Chi studia lettere o ha intrapreso studi linguistici all'università - e di studenti di questa sorta ne ho conosciuti veramente tanti, soprattutto negli ultimi due mesi - saprà di sicuro meglio di me che la lingua di un popolo costituisce lo specchio della sua cultura: volendo utilizzare un'altra metafora, la lingua è il mezzo di locomozione attraverso cui la cultura di un popolo trova la possiblità di muoversi, esprimersi, diffondersi, evolversi. Per riprendere il tema affrontato durante una lezione di lingua tedesca, ogni volta che una lingua muore, muoiono con lei migliaia di storie, di concetti e di persone che hanno caratterizzato la cultura espressa da quella lingua. La lingua traduce in parola i pensieri di un popolo: quanto più esso è evoluto, tanto più complessa ed articolata sarà la grammatica della sua lingua.
E' così dunque: a tanti popoli (o "famiglie" di popoli) diversi fanno capo altrettante lingue più o meno differenti. Ma se ogni cultura possiede in parte concetti diversi, come si possono rendere tali concetti comprensibili anche in un'atra cultura, in un'altra lingua? Come si traduce l'idea determinata che evoca una parola specifica in un'altra lingua, la cui cultura non possiede quella particolare idea? Veniamo qui al già affrontato problema delle traduzioni: chi traduce tradisce. Molte volte non esiste una parola esatta corrispondente per evocare l'idea espressa da una medesima parola straniera. E' questa, per esempio, la differenza in tedesco tra Übersetzung e Übertragung: entrambe le parole vogliono dire "traduzione", ma mentre la prima evoca l'idea di una traduzione puntuale, la seconda rende più il concetto di "trasposizione", "trascrizione": in questo secondo processo va perso qualcosa in più rispetto al primo. "Ogni traduzione ha sempre una sua povertà congenita", ha affermato lo studioso e scrittore Erri De Luca durante un'intervista all'Università di Trento. Così ad esempio gli eschimesi hanno 7 (o più) parole diverse per dire "neve", mentre i tedeschi, tanto per citare un caso scritto nel libro, hanno molteplici parole per evocare l'idea di superiorità e arroganza, o, se vogliamo continuare, dei concetti di doverosità, di esperienza... e potrei continuare a lungo.

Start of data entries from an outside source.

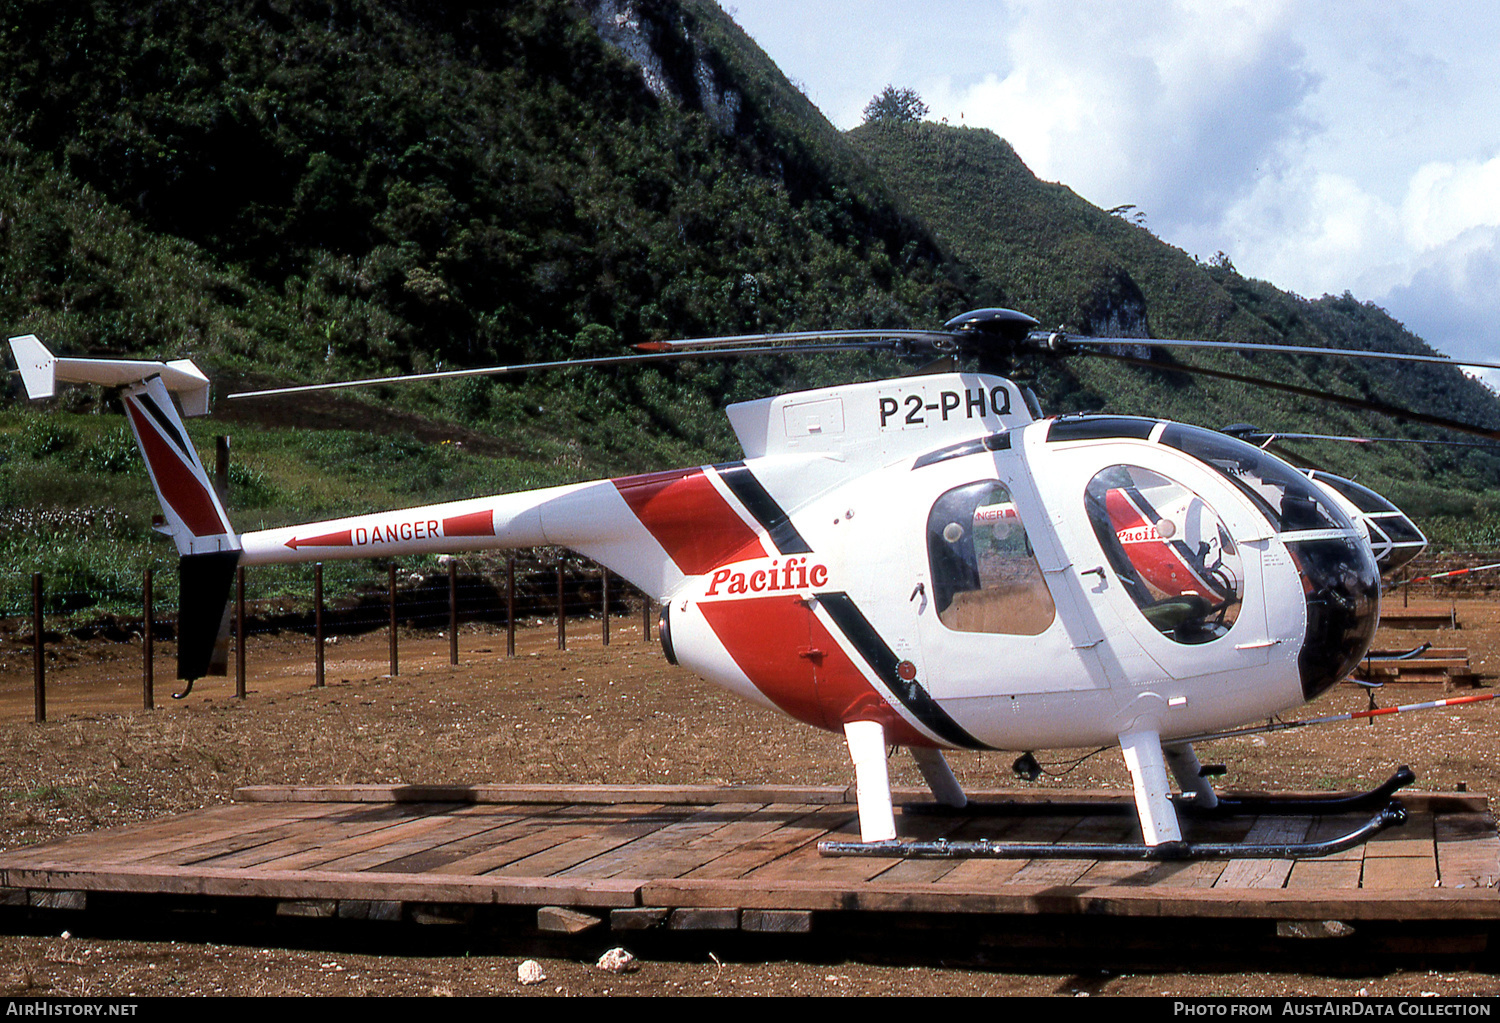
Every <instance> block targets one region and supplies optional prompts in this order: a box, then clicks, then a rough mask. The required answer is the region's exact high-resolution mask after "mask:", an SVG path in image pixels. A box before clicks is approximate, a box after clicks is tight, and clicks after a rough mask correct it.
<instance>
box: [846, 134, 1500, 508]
mask: <svg viewBox="0 0 1500 1023" xmlns="http://www.w3.org/2000/svg"><path fill="white" fill-rule="evenodd" d="M849 138H850V141H852V142H853V144H855V145H856V147H858V148H859V151H861V153H862V154H864V156H865V157H867V159H868V160H870V163H871V166H873V168H874V169H876V171H877V172H879V174H880V177H882V178H883V180H885V183H886V184H888V186H889V187H891V189H892V190H894V192H895V193H897V195H898V196H900V198H901V201H903V202H906V205H907V208H909V210H910V211H912V213H913V214H915V216H918V217H921V219H922V220H924V222H926V223H927V225H929V228H930V229H932V231H933V233H935V236H936V239H938V240H939V243H941V245H942V246H944V248H945V251H948V252H950V254H953V255H954V257H956V258H959V260H963V261H966V263H968V264H971V266H972V267H974V269H975V272H977V273H978V275H980V278H981V279H983V281H984V282H987V284H989V285H992V287H993V288H996V290H998V291H1001V293H1002V294H1004V300H1005V305H1011V306H1014V308H1017V309H1025V311H1026V312H1029V314H1032V315H1034V317H1037V318H1038V320H1041V321H1043V323H1044V324H1046V326H1049V327H1053V326H1065V327H1067V329H1070V330H1074V332H1080V333H1095V335H1116V336H1139V338H1148V336H1149V338H1211V339H1224V341H1242V342H1259V344H1283V345H1304V347H1322V348H1377V350H1385V351H1400V353H1410V354H1427V356H1431V354H1436V353H1434V351H1433V350H1431V348H1430V347H1428V345H1425V344H1424V342H1422V341H1421V339H1419V338H1416V336H1415V335H1412V333H1410V332H1407V330H1406V329H1404V327H1403V326H1401V324H1400V323H1397V321H1395V320H1392V318H1391V317H1389V315H1388V314H1385V312H1383V311H1382V309H1379V308H1376V306H1371V305H1368V303H1361V302H1358V300H1355V299H1353V297H1352V296H1349V294H1347V293H1346V294H1344V296H1343V297H1332V296H1325V297H1322V299H1317V300H1307V299H1302V297H1298V296H1293V294H1287V293H1284V291H1278V290H1277V288H1275V287H1272V285H1269V284H1266V282H1263V281H1253V279H1247V278H1244V276H1241V275H1239V273H1236V272H1235V269H1233V266H1232V263H1230V261H1229V258H1226V257H1223V255H1220V257H1217V258H1212V260H1208V261H1200V260H1197V258H1194V257H1191V255H1188V254H1185V252H1182V251H1181V249H1176V248H1173V246H1170V245H1166V243H1164V242H1161V240H1160V239H1157V237H1155V236H1152V234H1151V231H1148V229H1146V228H1145V226H1142V225H1139V223H1136V222H1133V219H1130V216H1122V214H1121V213H1128V210H1122V211H1116V213H1112V211H1106V210H1100V208H1098V207H1094V205H1091V204H1089V202H1086V201H1085V199H1082V198H1079V196H1077V195H1076V193H1074V192H1073V190H1070V189H1068V187H1065V186H1064V184H1052V183H1044V181H1040V180H1037V177H1035V175H1034V174H1032V172H1031V171H1029V169H1028V168H1026V166H1025V163H1023V162H1022V160H1020V157H1019V156H1017V154H1016V151H1014V150H1013V148H1011V147H1010V145H1008V144H1007V142H1005V141H1004V139H999V138H996V136H995V135H993V133H992V132H987V130H977V129H965V127H950V126H945V124H935V123H926V121H924V123H918V121H889V120H885V121H870V123H867V124H864V126H861V127H858V129H855V130H853V132H850V133H849ZM1154 362H1155V363H1157V365H1160V366H1161V369H1160V371H1142V369H1125V368H1121V366H1118V365H1110V363H1091V362H1088V360H1082V359H1076V360H1070V363H1068V366H1067V369H1065V371H1062V372H1059V371H1056V369H1047V371H1043V381H1044V383H1046V384H1047V387H1046V389H1044V390H1047V392H1049V393H1050V395H1052V398H1053V407H1055V408H1059V410H1076V408H1097V410H1104V408H1107V410H1113V411H1128V413H1137V414H1155V416H1169V417H1173V419H1182V420H1188V422H1197V423H1202V425H1205V426H1214V428H1221V426H1227V425H1230V423H1236V422H1245V420H1250V422H1253V423H1256V425H1257V426H1260V428H1262V429H1268V431H1284V432H1292V431H1304V432H1325V434H1376V435H1406V437H1440V435H1445V434H1443V432H1442V431H1433V429H1419V428H1413V426H1410V425H1406V423H1403V422H1401V420H1395V419H1392V417H1386V416H1379V414H1371V413H1356V411H1352V410H1347V408H1343V407H1338V405H1329V404H1325V402H1319V401H1313V399H1308V398H1298V396H1290V395H1286V393H1277V392H1265V390H1254V389H1247V387H1245V386H1242V384H1230V383H1223V381H1212V380H1205V378H1200V377H1187V375H1184V374H1173V372H1170V366H1173V365H1176V363H1179V362H1182V363H1193V365H1203V366H1209V368H1215V369H1223V371H1229V372H1236V374H1241V375H1247V377H1254V378H1265V380H1272V381H1280V383H1286V384H1292V386H1298V387H1304V389H1308V390H1332V392H1335V393H1338V395H1344V396H1349V398H1355V399H1368V401H1374V402H1380V404H1385V405H1391V407H1397V408H1413V410H1419V411H1425V413H1431V414H1434V416H1442V417H1446V419H1452V420H1458V422H1464V423H1472V425H1478V426H1487V428H1491V429H1494V428H1500V407H1497V402H1496V396H1494V395H1493V393H1491V392H1490V390H1488V389H1487V387H1484V386H1482V384H1481V383H1478V381H1475V380H1470V378H1467V377H1464V375H1463V374H1461V372H1460V371H1458V369H1449V368H1442V366H1407V365H1401V363H1358V362H1352V360H1343V359H1313V357H1280V356H1259V354H1257V356H1245V357H1241V356H1220V357H1203V356H1197V354H1194V356H1188V354H1179V356H1163V354H1158V356H1155V357H1154ZM1448 437H1454V435H1452V434H1448ZM1299 450H1302V449H1299ZM1305 453H1307V456H1308V458H1310V459H1317V460H1323V462H1328V463H1329V465H1328V468H1331V469H1334V471H1341V472H1344V474H1352V475H1362V477H1365V478H1368V480H1370V481H1371V483H1373V484H1374V486H1377V487H1379V489H1385V490H1391V492H1392V493H1395V495H1397V496H1398V499H1401V501H1407V502H1413V504H1415V505H1416V507H1415V510H1418V511H1419V513H1433V511H1440V510H1452V508H1454V507H1455V505H1454V502H1452V499H1451V495H1449V493H1448V490H1449V489H1452V486H1455V484H1457V486H1461V487H1464V489H1469V490H1485V489H1490V487H1493V486H1494V484H1496V481H1497V480H1500V459H1497V458H1496V456H1494V455H1491V453H1488V452H1479V450H1464V449H1458V450H1455V449H1445V450H1434V452H1427V450H1422V449H1415V447H1412V446H1389V447H1386V449H1377V450H1373V452H1371V450H1350V449H1349V447H1347V446H1343V447H1332V446H1328V444H1322V446H1317V447H1311V446H1308V447H1307V449H1305ZM1436 478H1442V484H1440V486H1434V480H1436ZM1458 504H1460V505H1463V507H1469V505H1467V504H1466V502H1464V501H1460V502H1458Z"/></svg>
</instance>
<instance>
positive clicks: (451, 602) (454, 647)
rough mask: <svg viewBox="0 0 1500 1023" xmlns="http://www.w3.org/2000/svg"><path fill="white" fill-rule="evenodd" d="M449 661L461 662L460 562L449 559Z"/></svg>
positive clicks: (452, 663) (456, 663) (457, 662)
mask: <svg viewBox="0 0 1500 1023" xmlns="http://www.w3.org/2000/svg"><path fill="white" fill-rule="evenodd" d="M449 663H450V664H458V663H459V562H458V561H453V559H449Z"/></svg>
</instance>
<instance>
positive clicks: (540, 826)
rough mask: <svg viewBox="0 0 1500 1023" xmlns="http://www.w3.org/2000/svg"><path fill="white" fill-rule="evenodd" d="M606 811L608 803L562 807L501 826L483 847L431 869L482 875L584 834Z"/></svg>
mask: <svg viewBox="0 0 1500 1023" xmlns="http://www.w3.org/2000/svg"><path fill="white" fill-rule="evenodd" d="M606 810H609V805H607V804H592V805H565V807H559V808H556V810H552V811H549V813H540V814H537V816H534V817H528V819H525V820H519V822H516V823H511V825H502V828H501V829H499V832H498V834H495V835H490V838H492V840H490V843H487V844H486V847H483V849H478V850H474V852H469V853H468V855H460V856H459V858H458V859H450V861H449V862H444V864H440V865H437V867H432V870H431V871H429V873H435V874H483V873H487V871H490V870H495V868H496V867H504V865H505V864H508V862H514V861H516V859H520V858H523V856H529V855H532V853H535V852H538V850H541V849H550V847H552V846H553V844H556V843H558V841H564V840H567V838H568V837H573V835H579V834H588V820H589V819H591V817H592V816H594V814H598V813H604V811H606Z"/></svg>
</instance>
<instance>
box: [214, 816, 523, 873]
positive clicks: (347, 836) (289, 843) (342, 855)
mask: <svg viewBox="0 0 1500 1023" xmlns="http://www.w3.org/2000/svg"><path fill="white" fill-rule="evenodd" d="M538 807H540V804H538V805H532V807H526V808H519V807H516V808H508V810H507V808H505V807H504V805H499V804H496V805H495V807H484V808H483V813H481V814H474V816H475V817H477V819H480V820H483V822H484V828H487V829H490V831H492V829H498V828H504V826H505V825H507V823H513V822H517V820H526V819H529V817H534V816H537V814H538V813H540V808H538ZM460 810H472V808H471V807H463V808H460ZM390 826H392V822H375V820H365V822H359V823H353V825H351V823H342V822H341V823H339V825H338V826H335V828H333V829H329V828H320V829H317V831H305V832H299V834H296V835H291V837H288V838H284V840H279V841H273V843H269V844H266V846H260V847H258V849H252V850H246V852H245V853H237V855H236V856H223V858H219V859H216V861H214V865H222V867H231V865H233V867H248V865H260V867H266V868H270V870H299V868H308V867H318V865H320V864H326V862H329V861H332V859H338V858H339V856H344V855H350V853H354V852H363V850H366V849H374V847H378V846H380V844H381V843H383V841H386V840H387V835H386V829H387V828H390ZM453 858H456V855H455V856H453ZM386 868H395V867H389V865H387V867H386Z"/></svg>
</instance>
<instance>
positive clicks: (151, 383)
mask: <svg viewBox="0 0 1500 1023" xmlns="http://www.w3.org/2000/svg"><path fill="white" fill-rule="evenodd" d="M10 351H12V354H13V356H15V362H17V368H18V369H20V371H21V383H23V384H24V386H26V393H27V395H28V396H30V398H33V399H37V398H51V396H52V395H54V393H55V390H57V384H58V383H69V384H104V386H108V387H123V389H124V393H123V395H121V401H123V404H124V413H126V419H127V420H129V422H130V432H132V434H135V443H136V444H138V446H139V449H141V455H142V456H144V458H145V468H147V472H148V474H150V477H151V486H153V487H154V489H156V498H157V501H160V505H162V511H163V513H165V525H163V526H160V531H162V532H166V534H168V535H171V538H172V541H174V543H175V544H177V553H178V555H180V556H181V561H180V570H178V583H180V604H178V606H180V609H181V610H180V618H178V643H177V646H178V652H177V675H178V676H180V678H186V679H193V678H201V676H202V675H222V673H223V672H225V666H226V661H228V627H229V583H231V582H233V579H234V567H236V565H237V564H239V559H240V537H239V534H237V532H236V531H234V528H233V526H231V525H229V516H228V513H226V511H225V510H223V504H222V502H220V501H219V495H217V493H216V492H214V487H213V483H210V480H208V474H207V471H204V468H202V462H201V460H199V459H198V452H196V450H195V449H193V446H192V440H190V438H189V437H187V429H186V428H184V426H183V422H181V417H178V416H177V408H175V405H174V404H172V399H171V395H169V393H168V392H177V393H178V395H180V396H181V401H183V411H184V413H186V414H189V416H204V414H207V411H208V378H207V377H204V375H202V372H201V371H199V369H198V368H196V366H195V365H193V363H192V362H189V360H186V359H183V360H177V362H169V363H157V362H138V360H123V359H57V357H55V356H52V353H51V351H48V350H46V345H43V344H42V342H40V341H37V339H36V336H34V335H26V336H24V338H12V339H10Z"/></svg>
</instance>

Molte culture, molte lingue, molte idee diverse. Non esiste una lingua capace di poter realmente esprimere il senso dii tutte le culture. Senza che sorga spontaneamente, partorita da una cultura esistente, il progetto di alcuni studiosi di costruire una lingua artificiale "a tavolino", dall'alto dei loro tavoli universitari, viziato quindi sin dalla nascita, non ha mai realmente convinto le comunità linguistiche.
Parole, parole, parole, direbbe Mina. In questo libro, attraverso l'analisi storica di alcune parole, si finisce per ricostruire l'intera storia e cultura del popolo tedesco. Parole come Weltanschauung (la visione del mondo), Zweisamkeit (la "dualitudine", o altrimenti "solitudine a due"), Vergangenheitsbewältigung (il confronto con il passato), Feierabend (il riposo della sera), Rechthaber (chi vuol aver sempre ragione) e Zeitgeist (lo spirito del tempo) inducono il lettore a ripercorrere le tappe principali dell'esperienza tedesca: dall'unificazione a Weimar, dal nazionalsocialismo fino al crollo del muro (e anche dopo).
Il libro, edito da Feltrinelli, è stato scritto da Vanna Vannuccini e Francesca Predazzi, giornaliste e corrispondenti per molto tempo dalla Germania, prima e dopo l'unificazione: ma prima che giornaliste, persone amanti del popolo tedesco, con i suoi pro e i suoi contro, e viaggiatrici all'interno dell'immenso mondo letterario tedesco.
E voi siete pronti a iniziare questo viaggio?